Evaluation of the Technical Value of Powertrain Systems to Enable Safe Performance-based Flight Guidance for Urban Air Mobility

Abstract

Urban Air Mobility (UAM) has emerged as a promising solution to address the challenges of traditional transportation at urban level. This paper focuses on the powertrain systems of UAM vehicles, which play a critical role in ensuring safe and reliable flight operations. The study evaluates the performance implications of different powertrain systems for UAM multirotors and their relevance to safe performance-based flight guidance. Six different powertrain architectures are analyzed for three use cases (Airport Shuttle, Intra-City, and Mega-City), which results in 18 different variations of use case and powertrain architecture combinations.
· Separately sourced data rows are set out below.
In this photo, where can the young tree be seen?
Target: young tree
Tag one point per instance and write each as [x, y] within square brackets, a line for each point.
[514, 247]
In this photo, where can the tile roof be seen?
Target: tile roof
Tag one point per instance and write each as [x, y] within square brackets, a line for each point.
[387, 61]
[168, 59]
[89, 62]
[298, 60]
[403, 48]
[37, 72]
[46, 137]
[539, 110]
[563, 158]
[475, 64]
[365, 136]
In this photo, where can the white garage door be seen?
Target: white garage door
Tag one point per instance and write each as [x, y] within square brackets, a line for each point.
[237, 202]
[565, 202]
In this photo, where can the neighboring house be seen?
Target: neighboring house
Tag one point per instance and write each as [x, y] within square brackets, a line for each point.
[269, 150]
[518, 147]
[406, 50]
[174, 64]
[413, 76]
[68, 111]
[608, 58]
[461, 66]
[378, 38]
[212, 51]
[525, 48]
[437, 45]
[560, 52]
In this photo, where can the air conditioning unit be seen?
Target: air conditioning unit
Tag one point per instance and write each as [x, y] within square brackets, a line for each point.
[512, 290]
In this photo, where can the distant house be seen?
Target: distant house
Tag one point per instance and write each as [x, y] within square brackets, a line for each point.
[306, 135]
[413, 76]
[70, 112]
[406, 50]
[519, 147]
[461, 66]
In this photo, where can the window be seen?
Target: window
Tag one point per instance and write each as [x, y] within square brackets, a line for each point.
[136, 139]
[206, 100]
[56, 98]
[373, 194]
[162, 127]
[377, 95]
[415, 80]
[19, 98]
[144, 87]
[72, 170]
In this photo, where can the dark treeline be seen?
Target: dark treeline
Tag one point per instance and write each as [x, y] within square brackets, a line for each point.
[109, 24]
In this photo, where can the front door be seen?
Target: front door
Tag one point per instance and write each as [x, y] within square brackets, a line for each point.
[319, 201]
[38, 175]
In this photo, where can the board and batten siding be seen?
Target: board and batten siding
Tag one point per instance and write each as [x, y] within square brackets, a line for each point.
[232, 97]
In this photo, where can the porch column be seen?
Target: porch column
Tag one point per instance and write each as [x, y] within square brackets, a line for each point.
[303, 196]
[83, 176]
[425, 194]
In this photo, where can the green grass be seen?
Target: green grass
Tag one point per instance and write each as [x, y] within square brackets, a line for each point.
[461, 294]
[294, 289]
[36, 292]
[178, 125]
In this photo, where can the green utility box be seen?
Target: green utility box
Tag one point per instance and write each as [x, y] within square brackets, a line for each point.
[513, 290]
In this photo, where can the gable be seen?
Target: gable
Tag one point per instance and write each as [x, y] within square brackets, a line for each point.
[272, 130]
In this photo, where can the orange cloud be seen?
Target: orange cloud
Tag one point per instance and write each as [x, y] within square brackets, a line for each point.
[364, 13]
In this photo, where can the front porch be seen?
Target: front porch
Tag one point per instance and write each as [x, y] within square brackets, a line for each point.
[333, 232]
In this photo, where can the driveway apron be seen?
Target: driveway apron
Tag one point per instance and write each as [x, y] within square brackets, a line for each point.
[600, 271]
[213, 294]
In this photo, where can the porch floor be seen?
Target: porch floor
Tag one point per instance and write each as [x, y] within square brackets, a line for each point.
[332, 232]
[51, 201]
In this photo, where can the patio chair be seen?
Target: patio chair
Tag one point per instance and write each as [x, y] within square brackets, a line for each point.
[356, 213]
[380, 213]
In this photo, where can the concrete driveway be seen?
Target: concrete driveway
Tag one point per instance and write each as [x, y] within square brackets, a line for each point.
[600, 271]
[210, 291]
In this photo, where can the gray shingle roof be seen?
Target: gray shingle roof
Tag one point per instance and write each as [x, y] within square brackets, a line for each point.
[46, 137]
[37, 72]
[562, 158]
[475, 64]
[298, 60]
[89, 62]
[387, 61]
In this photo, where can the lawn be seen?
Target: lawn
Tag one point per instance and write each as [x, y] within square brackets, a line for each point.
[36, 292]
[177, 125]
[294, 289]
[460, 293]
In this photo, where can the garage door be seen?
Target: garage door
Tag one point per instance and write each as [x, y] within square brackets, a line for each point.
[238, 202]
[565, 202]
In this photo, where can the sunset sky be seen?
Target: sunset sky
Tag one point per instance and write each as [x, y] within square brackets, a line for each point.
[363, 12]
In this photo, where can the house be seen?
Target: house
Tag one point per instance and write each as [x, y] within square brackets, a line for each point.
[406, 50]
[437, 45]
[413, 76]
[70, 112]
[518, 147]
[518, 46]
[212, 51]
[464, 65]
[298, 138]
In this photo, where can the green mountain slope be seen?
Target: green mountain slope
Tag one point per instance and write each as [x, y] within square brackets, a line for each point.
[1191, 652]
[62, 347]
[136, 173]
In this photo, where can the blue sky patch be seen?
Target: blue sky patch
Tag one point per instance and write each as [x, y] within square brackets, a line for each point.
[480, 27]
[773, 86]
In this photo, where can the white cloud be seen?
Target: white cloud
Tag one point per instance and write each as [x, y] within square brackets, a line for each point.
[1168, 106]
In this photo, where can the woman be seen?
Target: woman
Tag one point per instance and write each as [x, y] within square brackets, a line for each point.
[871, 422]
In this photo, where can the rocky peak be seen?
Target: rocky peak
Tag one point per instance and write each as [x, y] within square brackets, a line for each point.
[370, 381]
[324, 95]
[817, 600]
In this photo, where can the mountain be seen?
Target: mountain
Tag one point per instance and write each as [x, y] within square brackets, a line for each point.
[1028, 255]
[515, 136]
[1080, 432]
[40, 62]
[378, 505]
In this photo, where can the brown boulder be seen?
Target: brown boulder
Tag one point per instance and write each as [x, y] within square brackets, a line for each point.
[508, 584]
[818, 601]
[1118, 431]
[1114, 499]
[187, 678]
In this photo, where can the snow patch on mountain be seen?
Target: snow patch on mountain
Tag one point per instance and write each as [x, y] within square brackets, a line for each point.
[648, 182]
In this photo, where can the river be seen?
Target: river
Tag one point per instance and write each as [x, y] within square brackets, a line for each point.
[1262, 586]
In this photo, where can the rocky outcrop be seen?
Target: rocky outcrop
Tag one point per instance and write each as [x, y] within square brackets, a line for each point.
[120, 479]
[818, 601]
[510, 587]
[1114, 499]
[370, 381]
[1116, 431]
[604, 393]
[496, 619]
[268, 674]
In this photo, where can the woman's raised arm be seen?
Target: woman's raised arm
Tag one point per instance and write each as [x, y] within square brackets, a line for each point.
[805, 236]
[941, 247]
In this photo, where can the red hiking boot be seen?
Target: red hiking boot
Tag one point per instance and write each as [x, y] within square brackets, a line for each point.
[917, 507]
Key performance indicators are used to assess the technical value of each use case - powertrain architecture combination. The findings highlight the importance of power and energy demand, weight, but also reliability in powertrain design. Power, efficiency, range, endurance, redundancy, and integration are identified as crucial factors for successful UAM operations. The study result show that a hybrid parallel powertrain architecture, which combines 20% battery power and 80% fossil fuel-derived power, demonstrates the highest technical value for all three covered use cases. The study contributes to the ongoing efforts in UAM research and development, paving the way for the realization of UAM's full potential as a sustainable mode of transportation in urban environments.